Secara empirik Desa jadi menarik didiskusikan karena dua
misteri modal sosial di Indonesia yang sungguh berbeda dengan keyakinan
teoritik. Pertama, desa-desa di Indonesia sebenarnya sangat kaya modal
sosial tetapi juga rentan secara sosial. Di satu sisi masyarakat desa sudah
lama mempunyai beragam ikatan sosial dan solidaritas sosial yang kuat, sebagai
penyangga penting kegiatan pemerintahan, pembangunan dan kemasyarakatan.
Swadaya dan gotong royong telah terbukti sebagai penyangga utama “otonomi asli”

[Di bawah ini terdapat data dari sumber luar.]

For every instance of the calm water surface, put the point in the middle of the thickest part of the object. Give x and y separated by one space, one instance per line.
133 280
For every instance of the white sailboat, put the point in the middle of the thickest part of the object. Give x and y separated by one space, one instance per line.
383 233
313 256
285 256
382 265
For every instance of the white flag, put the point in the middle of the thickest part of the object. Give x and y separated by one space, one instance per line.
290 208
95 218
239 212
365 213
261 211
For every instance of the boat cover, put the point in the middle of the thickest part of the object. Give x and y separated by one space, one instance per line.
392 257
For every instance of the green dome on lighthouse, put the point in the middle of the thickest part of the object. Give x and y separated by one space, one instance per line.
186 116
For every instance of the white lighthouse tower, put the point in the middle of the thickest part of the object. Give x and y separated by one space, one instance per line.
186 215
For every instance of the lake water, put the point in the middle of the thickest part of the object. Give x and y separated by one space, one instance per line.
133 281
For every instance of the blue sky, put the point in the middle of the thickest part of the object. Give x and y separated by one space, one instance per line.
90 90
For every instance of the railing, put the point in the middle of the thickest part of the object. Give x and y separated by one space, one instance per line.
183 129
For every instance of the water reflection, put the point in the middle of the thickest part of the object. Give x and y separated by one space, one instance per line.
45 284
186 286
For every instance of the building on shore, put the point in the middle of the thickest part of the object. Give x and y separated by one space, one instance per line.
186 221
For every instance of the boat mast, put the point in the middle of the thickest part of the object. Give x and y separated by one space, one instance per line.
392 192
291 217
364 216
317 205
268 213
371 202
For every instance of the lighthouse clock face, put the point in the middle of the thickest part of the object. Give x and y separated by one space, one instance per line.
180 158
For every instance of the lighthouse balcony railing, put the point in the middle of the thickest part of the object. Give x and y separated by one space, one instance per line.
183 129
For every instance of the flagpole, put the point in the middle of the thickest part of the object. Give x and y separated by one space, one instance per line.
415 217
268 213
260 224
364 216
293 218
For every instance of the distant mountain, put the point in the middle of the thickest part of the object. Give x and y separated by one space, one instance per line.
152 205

desa. Ketika kapasitas negara tidak sanggup menjangkau sampai level desa,
swadaya dan gotong royong merupakan sebuah alternatif permanen yang
memungkinkan berbagai proyek pembangunan prasarana desa tercukupi. Di luar
swadaya dan gotong-royong, masyarakat desa mempunyai tradisi tolong-menolong,
bahu-membahu dan saling membantu antarsesama, apalagi ketika terjadi musibah
yang mereka lihat secara dekat.
Tetapi di balik ikatan sosial dan solidaritas sosial yang
menyenangkan itu, masyarakat desa sering menghadapi berbagai kerentanan sosial
(social vulnerability) yang menyedihkan, bahkan bisa melumpuhkan
ketahanan sosial (social security) mereka. Ketahanan sosial masyarakat
desa kerapkali sangat rentan ketika menghadapi gempuran dari luar, mulai dari
regulasi dan kebijakan pemerintah, proyek pembangunan, wabah penyakit menular,
narkoba, bencana alam, kekeringan, dan masih banyak lagi. Bahkan bantuan dari
pemerintah seperti BLT kompensasi BBM juga memunculkan kerawanan sosial dalam
masyarakat, misalnya dalam bentuk pertikaian antara warga dan aparat setempat.
Kedua, desa kaya modal
sosial tetapi tidak kaya modal ekonomi. Dengan kalimat lain, modal sosial itu
tidak mengalami transformasi menjadi modal ekonomi. Studi Edward Miguel, Paul
Gertler, dan David I. Levine (2005) di 274 daerah industri di Indonesia,
misalnya, menunjukkan bahwa modal sosial tidak berpengaruh secara signifikan
terhadap pertumbuhan industri. Karena itu, wajar jika Prof. Robert Lawang,
pernah mengajukan pertanyaan: mengapa modal sosial yang kaya tidak menghasilkan
modal ekonomi? Bagaimana dan dimana letak missink link antara modal sosial
dan modal ekonomi?
Antara misteri dan optimitisme itu perlu dikaji lebih
dalam. Bilamana dan bagaimana modal sosial membentuk desa bertenaga secara
sosial, serta menopang pembangunan ekonomi dan demokrasi lokal? Dalam
literatur terdapat tiga level dan jenis modal sosial: ikatan sosial (social
bonding), jembatan sosial (social bridging) dan jaringan sosial (social
linking). Social bonding adalah bentuk dan level modal sosial dalam
komunitas lokal yang paling rendah, dimana hubungan sosial (kerjasama dan
kepercayaan) dibangun berdasarkan kesamaan identitas yang homogen atau
berdasarkan ikatan parokhial (keagamaan, kekerabatan, kesukuan, dan lain-lain)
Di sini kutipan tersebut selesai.